Implementation Of Automatic Wrapper Adaptation Computer Science Essay

Published: Last Edited:

This essay has been submitted by a student. This is not an example of the work written by our professional essay writers.

Extracting precise information from Web sites is a useful task to obtain structured data from unstructured or semi structured data. This data is useful in further intelligent processing. Wrappers are the common information extraction systems which will transform largely unstructured information to structured data. Method in this paper is meant for extracting Web data. Some of the existing techniques require manually preparing training data and some does not require manual intervention. Wrapper generated for one site cannot be directly applied to new site even if the domain is same. Some methods only extract those data attributes which are specified in wrapper but, unseen Web pages may have additional attributes which needs to be identified. Automatically adapting the information extraction knowledge to a new unseen site, at the same time, discovering previously unseen attributes is the challenging task. System learns information extraction knowledge for new web site automatically. New attributes are discovered as well.

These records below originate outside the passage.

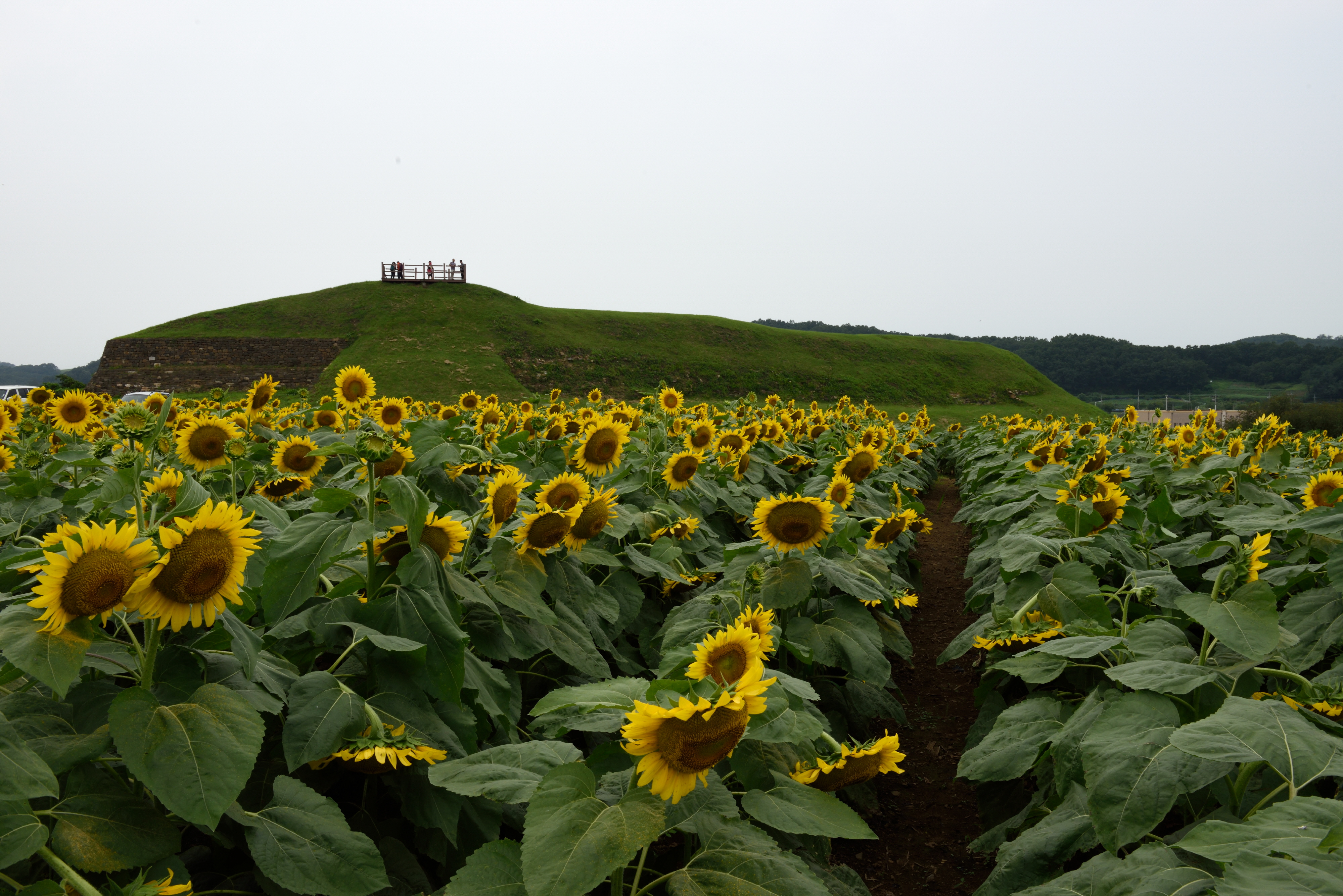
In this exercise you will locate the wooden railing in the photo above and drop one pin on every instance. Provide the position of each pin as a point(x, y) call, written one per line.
point(452, 271)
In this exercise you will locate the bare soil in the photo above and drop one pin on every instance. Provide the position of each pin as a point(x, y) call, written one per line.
point(927, 816)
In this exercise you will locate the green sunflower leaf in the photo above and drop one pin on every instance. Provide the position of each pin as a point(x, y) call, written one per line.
point(194, 756)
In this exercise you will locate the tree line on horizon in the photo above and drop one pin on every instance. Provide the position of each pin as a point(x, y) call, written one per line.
point(1082, 363)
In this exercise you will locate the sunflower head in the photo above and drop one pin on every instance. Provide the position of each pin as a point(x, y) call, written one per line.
point(97, 569)
point(840, 491)
point(546, 529)
point(283, 487)
point(202, 569)
point(292, 456)
point(1319, 491)
point(793, 524)
point(502, 497)
point(565, 491)
point(680, 468)
point(593, 518)
point(600, 451)
point(201, 442)
point(859, 464)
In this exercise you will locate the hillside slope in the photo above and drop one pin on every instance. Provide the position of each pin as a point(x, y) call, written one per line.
point(438, 341)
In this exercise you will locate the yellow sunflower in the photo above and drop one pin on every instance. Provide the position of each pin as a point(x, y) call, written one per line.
point(354, 387)
point(1321, 487)
point(390, 414)
point(600, 452)
point(671, 400)
point(202, 569)
point(99, 568)
point(727, 655)
point(1255, 550)
point(72, 412)
point(201, 442)
point(291, 456)
point(840, 491)
point(855, 765)
point(502, 497)
point(546, 529)
point(167, 485)
point(890, 529)
point(682, 529)
point(680, 745)
point(793, 524)
point(565, 491)
point(593, 518)
point(283, 487)
point(761, 621)
point(859, 464)
point(260, 395)
point(680, 468)
point(444, 534)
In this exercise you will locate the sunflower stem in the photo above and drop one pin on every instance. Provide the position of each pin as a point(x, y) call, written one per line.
point(147, 666)
point(69, 874)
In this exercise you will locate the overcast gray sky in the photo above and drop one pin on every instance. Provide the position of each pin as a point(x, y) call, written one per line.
point(1160, 172)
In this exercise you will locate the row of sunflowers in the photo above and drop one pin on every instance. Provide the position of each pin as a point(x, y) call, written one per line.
point(357, 643)
point(1161, 642)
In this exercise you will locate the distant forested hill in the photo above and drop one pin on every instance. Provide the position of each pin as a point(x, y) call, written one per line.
point(1083, 363)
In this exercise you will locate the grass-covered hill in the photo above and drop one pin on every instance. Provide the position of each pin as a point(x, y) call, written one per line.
point(438, 341)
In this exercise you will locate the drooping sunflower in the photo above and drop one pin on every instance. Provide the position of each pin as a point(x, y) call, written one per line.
point(291, 456)
point(201, 442)
point(72, 412)
point(283, 487)
point(565, 491)
point(859, 464)
point(167, 485)
point(840, 491)
point(682, 529)
point(354, 387)
point(727, 655)
point(793, 524)
point(260, 395)
point(761, 621)
point(1321, 487)
point(600, 452)
point(99, 569)
point(502, 497)
point(855, 766)
point(680, 745)
point(888, 530)
point(444, 534)
point(680, 468)
point(593, 518)
point(202, 569)
point(546, 529)
point(671, 400)
point(390, 414)
point(394, 466)
point(1254, 552)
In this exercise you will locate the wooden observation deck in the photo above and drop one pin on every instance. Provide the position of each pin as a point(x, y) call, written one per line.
point(452, 271)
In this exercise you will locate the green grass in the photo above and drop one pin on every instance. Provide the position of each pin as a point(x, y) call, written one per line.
point(440, 341)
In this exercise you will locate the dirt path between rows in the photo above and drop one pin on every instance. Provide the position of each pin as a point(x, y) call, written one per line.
point(927, 816)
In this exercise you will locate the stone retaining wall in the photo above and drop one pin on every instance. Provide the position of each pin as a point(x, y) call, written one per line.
point(201, 364)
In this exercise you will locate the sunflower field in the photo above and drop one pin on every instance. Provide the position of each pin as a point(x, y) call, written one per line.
point(366, 644)
point(1161, 643)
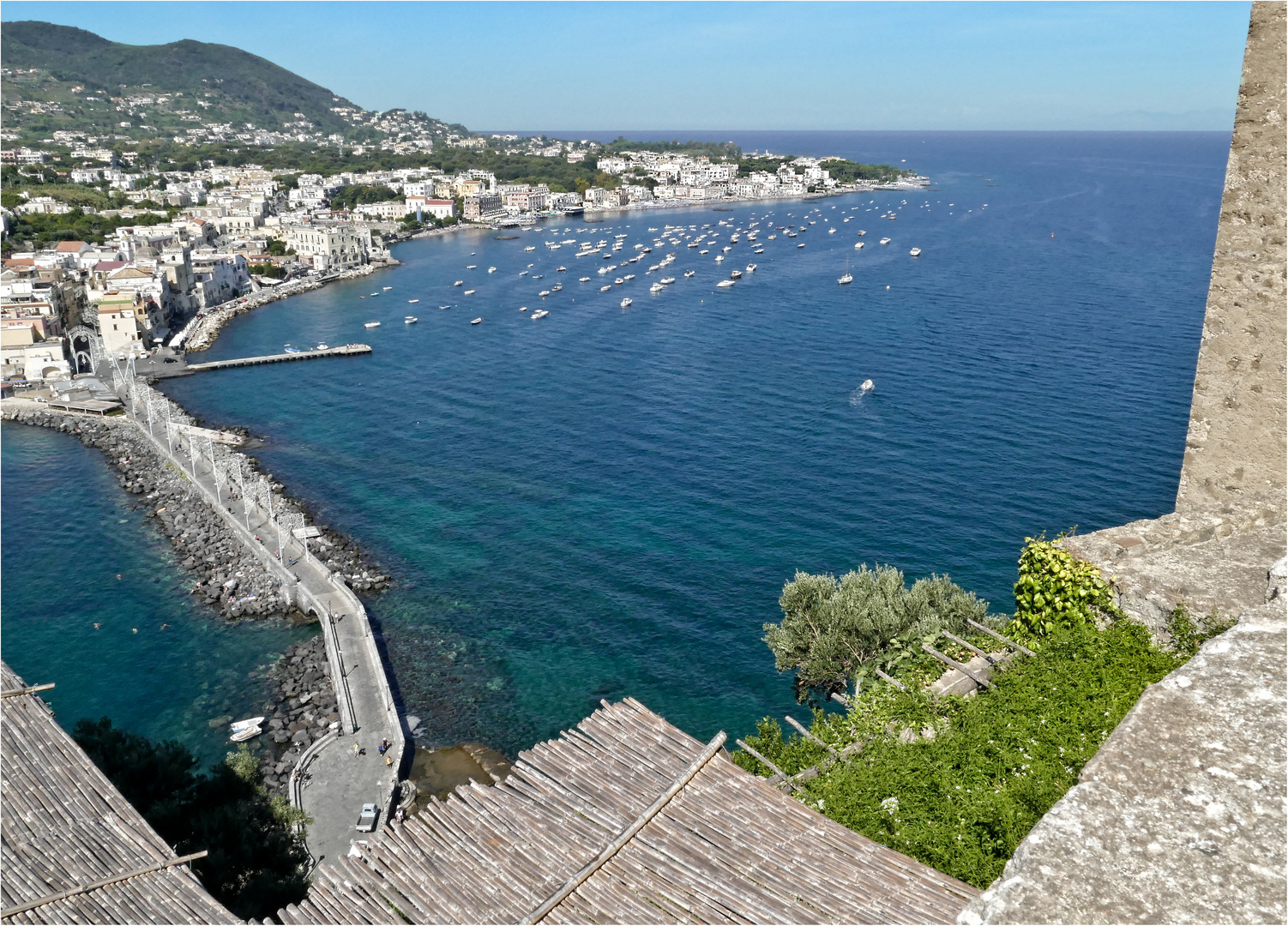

Keywords - DOM Tree, Wrapper Adaptation, Wrapper Learning, Web Mining.


Information extraction systems aim at automatically extracting exact data from documents. They can also transform largely unstructured information to structured data. A common information extraction technique for semi structured documents such as Web pages is known as wrappers. A wrapper consists of a set of extraction rules. Previous technique required manually preparing set of rules to construct a wrapper. Semi-automatic technique requires training a wrapper manually first and then using the same wrapper for remaining Web pages of same site for automatically extracting information. One restriction of a learned wrapper is that it cannot be applied to previously unseenweb sites, even in the same domain. To construct a wrapper for an unseen site, a separate human effort for the preparation of training examples is required.

Information extraction system should reduce the manual effort required to prepare training examples by wrapper adaptation which aims at automatically adapting a previously learned wrapper from one Web site, known as a source Web site, to new unseen sites in the same domain.

Another shortcoming of existing wrapper learning techniques is that attributes extracted by the learned wrapper are limited to those defined in the training process. As a result these wrappers at best can extract pre specified attributes only. A new unseen site may contain some additional attributes which are not present in the source Web site. We survey the problem of new attribute discovery which aims at extracting the unspecified attributes from new unseen sites. New attribute discovery can effectively deliver more useful information to users.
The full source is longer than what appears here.